В. А. Злобин, литературный секретарь Мережковских с 1916 года, живший с ними в эмиграции в качестве третьего члена их семьи и хорошо знавший Гиппиус не только как литератора, но и с закулисной стороны – в разных передрягах эмигрантской жизни, в домашнем быту, пишет: «…между той Зинаидой Николаевной, которую мы знаем, и той, какой она была на самом деле, – пропасть».
«Декадентская мадонна», «белая дьяволица» (образ из романа Мережковского «Воскресшие боги»), вызывающая и дерзкая «ведьма», вокруг которой роятся слухи, сплетни, легенды и которая их деятельно умножает. Бравадой, с какой читает на литературных вечерах свои «кощунственные» стихи, знаменитой лорнеткой, которой близорукая Гиппиус пользуется с вызывающей бесцеремонностью, ожерельем, сделанным из обручальных колец ее женатых поклонников, а поклонников ее поэзии была тьма.
На открытие Религиозно-философских собраний, в организацию которых она вложила так много энергии и надежд, она явилась в глухом черном просвечивающем платье на розовой подкладке, и при каждом движении создавалось впечатление, что она под ним голая. Почтенные церковные иерархи, пришедшие обращать интеллигентов в истинную веру, косились на нее и стыдливо отводили глаза.
Гиппиус женственна, элегантна, обаятельна. «Высокая стройная блондинка с длинными золотистыми волосами и изумрудными глазами русалки», – так описывает ее издатель журнала «Новый путь» П. П. Перцов. Издательница журнала «Северный вестник» Л. Я. Гуревич вспоминает ее «светлые прищуренные глаза, в которых было что-то зовущее и насмешливое, она не могла не обращать на себя всеобщего внимания…».
Гиппиус была не просто умная, а очень умная женщина. Не тем умом, который может строить логически непротиворечивые силлогизмы, хотя в логике, даже в мужской логике отказать ей трудно. А тем умом, который видит дальше, видит выше. Она притягивает к себе людей не только внешностью и поэтической славой, но и обаянием своей незаурядности, остротой и беспощадностью критического чутья, силой и глубиной мысли. И отталкивает надменностью, злой и беспощадной насмешливостью, холодным экспериментированием над людьми. Она как будто вменяет себе в обязанность – быть злой, придирчивой, высокомерной.
Ее острый интерес к новым людям быстро сменяется презрительным безразличием, которого она не скрывает. Дерзить людям, провоцировать их, конфузить, бросать в краску – ее любимые развлечения, и при ее уме делать это было несложно. Примеров таких ее шуток и забав в мемуаристике множество, и обид, ею нанесенных, не счесть.
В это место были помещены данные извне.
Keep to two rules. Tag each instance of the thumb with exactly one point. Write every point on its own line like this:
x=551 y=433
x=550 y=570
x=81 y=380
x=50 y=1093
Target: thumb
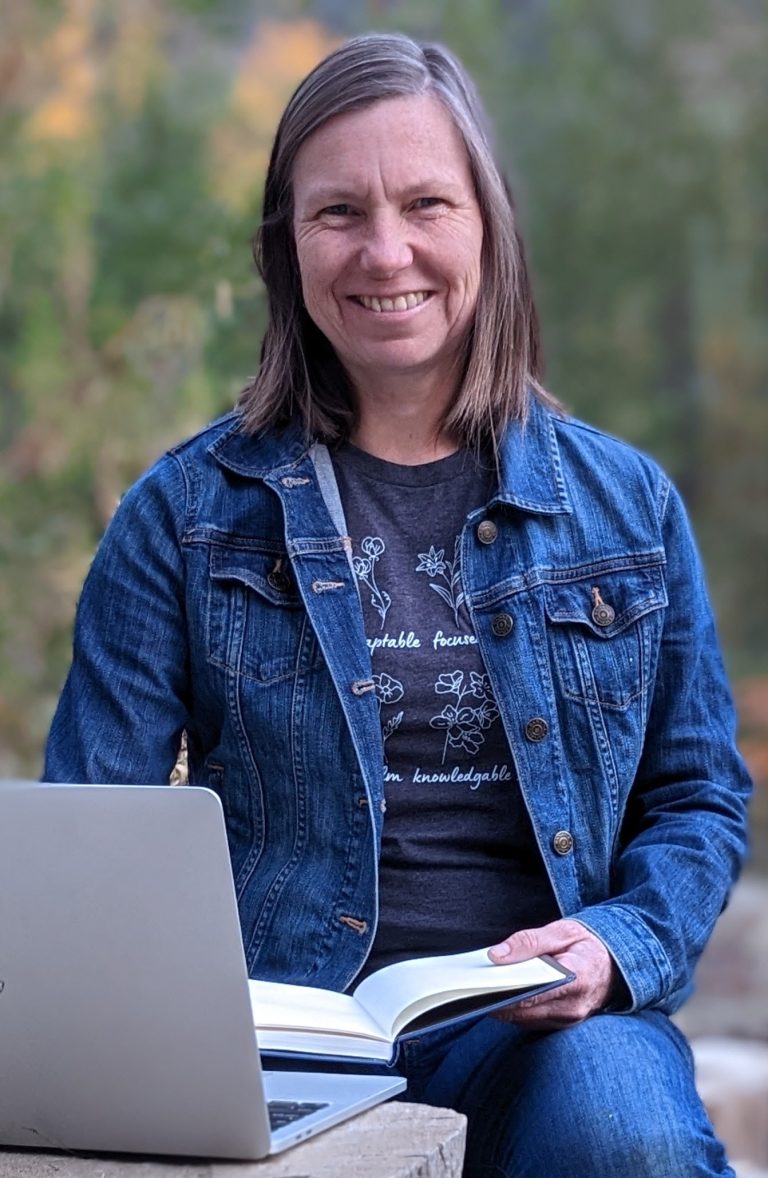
x=525 y=944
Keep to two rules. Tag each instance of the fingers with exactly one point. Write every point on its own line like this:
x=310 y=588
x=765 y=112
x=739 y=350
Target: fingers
x=577 y=950
x=528 y=942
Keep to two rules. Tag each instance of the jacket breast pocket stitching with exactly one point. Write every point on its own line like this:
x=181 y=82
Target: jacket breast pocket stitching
x=606 y=664
x=256 y=630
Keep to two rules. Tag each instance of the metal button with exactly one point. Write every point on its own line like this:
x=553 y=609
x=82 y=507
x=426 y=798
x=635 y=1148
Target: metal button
x=603 y=614
x=536 y=729
x=279 y=581
x=487 y=531
x=563 y=842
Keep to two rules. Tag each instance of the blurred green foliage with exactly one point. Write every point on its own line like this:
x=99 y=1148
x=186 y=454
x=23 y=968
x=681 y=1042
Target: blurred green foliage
x=133 y=137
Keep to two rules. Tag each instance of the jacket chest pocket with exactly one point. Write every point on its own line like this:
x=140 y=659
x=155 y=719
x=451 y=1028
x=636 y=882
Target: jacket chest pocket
x=604 y=634
x=257 y=624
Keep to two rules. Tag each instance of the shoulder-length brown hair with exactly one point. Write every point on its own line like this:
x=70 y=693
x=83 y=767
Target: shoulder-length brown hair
x=300 y=375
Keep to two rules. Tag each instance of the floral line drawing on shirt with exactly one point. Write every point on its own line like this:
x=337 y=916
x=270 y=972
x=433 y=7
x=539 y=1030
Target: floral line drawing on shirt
x=389 y=690
x=464 y=726
x=372 y=547
x=435 y=564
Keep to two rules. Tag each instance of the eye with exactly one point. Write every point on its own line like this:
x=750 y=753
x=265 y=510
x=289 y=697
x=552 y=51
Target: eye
x=341 y=210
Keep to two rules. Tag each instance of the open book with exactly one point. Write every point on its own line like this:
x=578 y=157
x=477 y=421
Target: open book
x=396 y=1001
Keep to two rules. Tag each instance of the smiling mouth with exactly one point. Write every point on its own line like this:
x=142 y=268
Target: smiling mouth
x=399 y=303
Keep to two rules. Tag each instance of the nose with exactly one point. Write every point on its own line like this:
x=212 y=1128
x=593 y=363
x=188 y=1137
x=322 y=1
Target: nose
x=385 y=250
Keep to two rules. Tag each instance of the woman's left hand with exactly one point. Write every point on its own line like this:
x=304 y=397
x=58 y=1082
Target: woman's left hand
x=576 y=950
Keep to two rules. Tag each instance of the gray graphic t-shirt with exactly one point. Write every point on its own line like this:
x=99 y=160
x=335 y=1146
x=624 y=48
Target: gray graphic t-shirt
x=459 y=866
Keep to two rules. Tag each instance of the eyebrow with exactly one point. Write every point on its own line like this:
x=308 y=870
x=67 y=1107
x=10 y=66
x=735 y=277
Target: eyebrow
x=331 y=194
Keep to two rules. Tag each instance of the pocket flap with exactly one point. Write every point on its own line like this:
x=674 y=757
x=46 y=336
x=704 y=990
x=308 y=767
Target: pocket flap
x=269 y=574
x=623 y=594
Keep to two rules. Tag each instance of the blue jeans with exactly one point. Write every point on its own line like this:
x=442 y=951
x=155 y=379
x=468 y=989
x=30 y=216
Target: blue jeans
x=613 y=1096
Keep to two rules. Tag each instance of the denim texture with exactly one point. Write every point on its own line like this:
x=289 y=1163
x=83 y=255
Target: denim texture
x=222 y=600
x=613 y=1096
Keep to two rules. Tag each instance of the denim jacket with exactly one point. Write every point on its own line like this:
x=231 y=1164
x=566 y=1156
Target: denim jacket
x=222 y=601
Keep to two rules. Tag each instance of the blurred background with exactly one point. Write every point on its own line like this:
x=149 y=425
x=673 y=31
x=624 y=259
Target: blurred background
x=133 y=139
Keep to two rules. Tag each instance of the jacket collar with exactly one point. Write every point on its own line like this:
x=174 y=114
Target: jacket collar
x=531 y=474
x=530 y=471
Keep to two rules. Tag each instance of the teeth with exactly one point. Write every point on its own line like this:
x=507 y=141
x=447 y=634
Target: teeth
x=399 y=303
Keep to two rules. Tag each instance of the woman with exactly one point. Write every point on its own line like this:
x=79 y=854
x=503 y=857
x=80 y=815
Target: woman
x=444 y=653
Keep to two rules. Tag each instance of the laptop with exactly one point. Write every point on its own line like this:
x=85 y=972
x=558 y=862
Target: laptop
x=125 y=1016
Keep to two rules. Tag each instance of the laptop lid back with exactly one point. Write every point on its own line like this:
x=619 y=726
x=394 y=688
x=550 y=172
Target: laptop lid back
x=125 y=1021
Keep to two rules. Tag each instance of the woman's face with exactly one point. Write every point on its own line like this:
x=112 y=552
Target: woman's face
x=389 y=238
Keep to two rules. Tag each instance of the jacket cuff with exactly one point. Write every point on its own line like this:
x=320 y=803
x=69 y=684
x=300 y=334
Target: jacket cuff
x=637 y=952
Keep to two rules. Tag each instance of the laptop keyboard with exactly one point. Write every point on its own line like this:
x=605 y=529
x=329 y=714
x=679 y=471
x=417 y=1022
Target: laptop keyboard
x=285 y=1112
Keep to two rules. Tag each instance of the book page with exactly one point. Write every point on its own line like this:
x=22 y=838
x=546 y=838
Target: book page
x=278 y=1006
x=399 y=993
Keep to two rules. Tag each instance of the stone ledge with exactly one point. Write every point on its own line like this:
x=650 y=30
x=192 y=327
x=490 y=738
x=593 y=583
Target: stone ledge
x=732 y=1077
x=394 y=1140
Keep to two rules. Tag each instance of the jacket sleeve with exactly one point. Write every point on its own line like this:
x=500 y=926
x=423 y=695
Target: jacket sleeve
x=124 y=703
x=683 y=834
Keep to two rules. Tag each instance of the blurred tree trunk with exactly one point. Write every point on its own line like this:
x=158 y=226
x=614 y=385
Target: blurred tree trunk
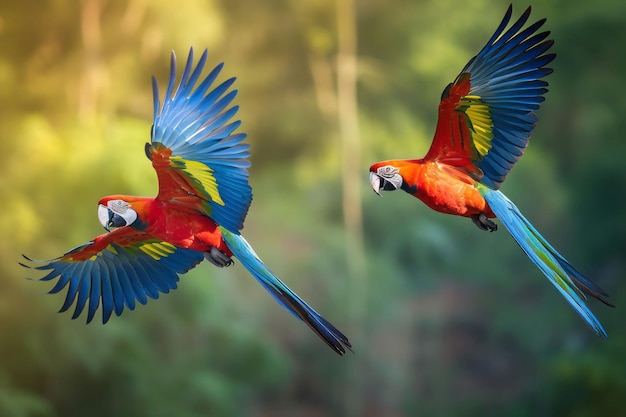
x=91 y=75
x=347 y=113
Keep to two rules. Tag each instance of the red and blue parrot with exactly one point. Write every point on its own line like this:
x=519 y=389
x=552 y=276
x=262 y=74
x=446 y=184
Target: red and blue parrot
x=204 y=195
x=485 y=120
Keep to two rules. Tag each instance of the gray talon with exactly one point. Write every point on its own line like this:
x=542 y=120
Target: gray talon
x=484 y=223
x=218 y=258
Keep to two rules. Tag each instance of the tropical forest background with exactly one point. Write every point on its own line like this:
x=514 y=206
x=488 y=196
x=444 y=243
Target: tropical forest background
x=445 y=320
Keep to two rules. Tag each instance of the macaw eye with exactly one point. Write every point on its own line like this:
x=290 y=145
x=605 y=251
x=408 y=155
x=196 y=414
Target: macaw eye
x=118 y=206
x=387 y=171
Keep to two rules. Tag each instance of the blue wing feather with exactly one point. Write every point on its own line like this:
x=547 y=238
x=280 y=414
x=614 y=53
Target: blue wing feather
x=115 y=277
x=506 y=75
x=193 y=123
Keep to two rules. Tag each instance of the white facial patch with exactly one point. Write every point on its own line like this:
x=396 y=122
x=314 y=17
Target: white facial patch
x=391 y=175
x=118 y=206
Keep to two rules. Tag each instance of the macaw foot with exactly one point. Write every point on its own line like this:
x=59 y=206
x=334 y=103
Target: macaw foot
x=484 y=223
x=218 y=258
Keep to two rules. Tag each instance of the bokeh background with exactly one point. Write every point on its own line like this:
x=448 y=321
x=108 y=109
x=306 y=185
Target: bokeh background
x=446 y=320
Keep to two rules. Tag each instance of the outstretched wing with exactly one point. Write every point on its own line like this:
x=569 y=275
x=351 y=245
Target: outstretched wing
x=486 y=116
x=114 y=270
x=200 y=163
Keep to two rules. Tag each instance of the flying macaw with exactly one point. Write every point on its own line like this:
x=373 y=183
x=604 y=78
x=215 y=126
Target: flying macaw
x=203 y=198
x=485 y=120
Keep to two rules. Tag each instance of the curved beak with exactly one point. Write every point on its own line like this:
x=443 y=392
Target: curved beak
x=376 y=182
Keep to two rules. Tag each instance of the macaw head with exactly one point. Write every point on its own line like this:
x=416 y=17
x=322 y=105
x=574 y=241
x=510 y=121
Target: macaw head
x=387 y=176
x=118 y=211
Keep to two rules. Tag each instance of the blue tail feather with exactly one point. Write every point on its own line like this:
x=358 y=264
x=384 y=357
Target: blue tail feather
x=245 y=254
x=570 y=283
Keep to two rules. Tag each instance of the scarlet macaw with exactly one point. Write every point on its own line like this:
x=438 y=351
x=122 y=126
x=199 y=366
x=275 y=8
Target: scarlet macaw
x=200 y=208
x=485 y=120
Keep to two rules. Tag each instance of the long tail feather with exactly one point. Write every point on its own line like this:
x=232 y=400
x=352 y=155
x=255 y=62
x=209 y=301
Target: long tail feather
x=571 y=284
x=287 y=298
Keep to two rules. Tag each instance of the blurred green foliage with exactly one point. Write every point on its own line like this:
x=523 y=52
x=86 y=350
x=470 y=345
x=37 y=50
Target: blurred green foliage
x=458 y=322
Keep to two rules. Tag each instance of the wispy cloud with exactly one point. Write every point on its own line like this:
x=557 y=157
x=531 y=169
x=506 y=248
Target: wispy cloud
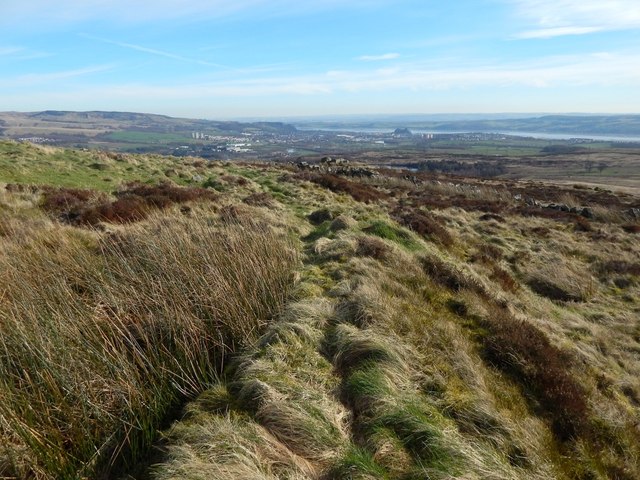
x=5 y=51
x=156 y=52
x=51 y=77
x=378 y=58
x=64 y=12
x=552 y=18
x=550 y=72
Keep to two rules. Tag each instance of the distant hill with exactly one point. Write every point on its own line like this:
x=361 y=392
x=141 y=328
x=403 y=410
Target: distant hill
x=561 y=124
x=85 y=127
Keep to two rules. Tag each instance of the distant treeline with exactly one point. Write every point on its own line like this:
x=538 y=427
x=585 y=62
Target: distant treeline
x=471 y=169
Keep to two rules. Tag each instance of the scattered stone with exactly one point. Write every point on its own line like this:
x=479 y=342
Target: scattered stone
x=342 y=222
x=587 y=212
x=319 y=216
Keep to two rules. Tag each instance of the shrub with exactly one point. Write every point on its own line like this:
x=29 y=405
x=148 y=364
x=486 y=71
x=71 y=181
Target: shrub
x=260 y=199
x=519 y=348
x=359 y=191
x=60 y=200
x=384 y=230
x=425 y=225
x=504 y=279
x=618 y=266
x=319 y=216
x=448 y=275
x=372 y=247
x=631 y=228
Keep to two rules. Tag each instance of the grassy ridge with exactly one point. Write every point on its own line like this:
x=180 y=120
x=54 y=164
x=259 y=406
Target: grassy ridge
x=434 y=329
x=102 y=336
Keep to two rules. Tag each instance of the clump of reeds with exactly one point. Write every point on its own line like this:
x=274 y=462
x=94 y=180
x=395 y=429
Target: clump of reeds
x=101 y=338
Сама же Гиппиус равнодушна к тем неисчислимым оскорблениям в свой адрес, на которые, в частности, нисколько не скупились критики и фельетонисты, как вообще равнодушна к литературным мнениям и и к своей литературной славе.
Особенно любила Гиппиус, когда ее величали «ведьмой». Это было как награда за прилежание, как признание, что тот демонический образ, который она внедряла в сознание современников, ими усвоен. Ей доставило бы немалое удовольствие, если бы она услышала, как герой ее мемуарного очерка В. В. Розанов однажды с опаской сказал: «Это, я вам скажу, не женщина, а настоящий черт – и по уму и по всему прочему, Бог с ней, Бог с ней, оставим ее…».
То, что Гиппиус преднамеренно творила вокруг себя все эти «безобразия», не вызывает сомнений. Но создается ощущение, что, прибегая к «игре», столь ценимой ею за «бескорыстие» и «загадочность» (см. ее стихотворение «Игра»), она сознательно переключает внимание, наводит на ложный след, отвлекает от себя, скрывая под «литературной маской» свое истинное лицо, которого не хочет обнаруживать. Она прятала лицо не только в переносном смысле, но и в буквальном: в мемуарах встречаются упоминания о том, как странно она пользовалась косметикой, накладывая на свое нежное прозрачное лицо толстый слой пудры кирпичного цвета – вопреки моде и даже приличиям. А ее странные наряды? На них в недоумении оглядывались прохожие и в Петербурге, и в Париже.
В ее письмах В. Ф. Ходасевичу мелькает слово «иммунитет». А в одном из ранних дневников Гиппиус есть такая запись: «Я думаю, я недолго буду жить, потому что, несмотря на все мое напряжение воли, жизнь все-таки непереносно меня оскорбляет. Говорю без определенных фактов, их, собственно, нет. Боль оскорбления чем глубже, тем отвратительнее, она похожа на тошноту, которая должна быть в аду. Моя душа без покровов, пыль садится на нее, сор, царапает ее все малое, невидимое, а я, желая снять соринку, расширяю рану и умираю, ибо не умею [еще] не страдать».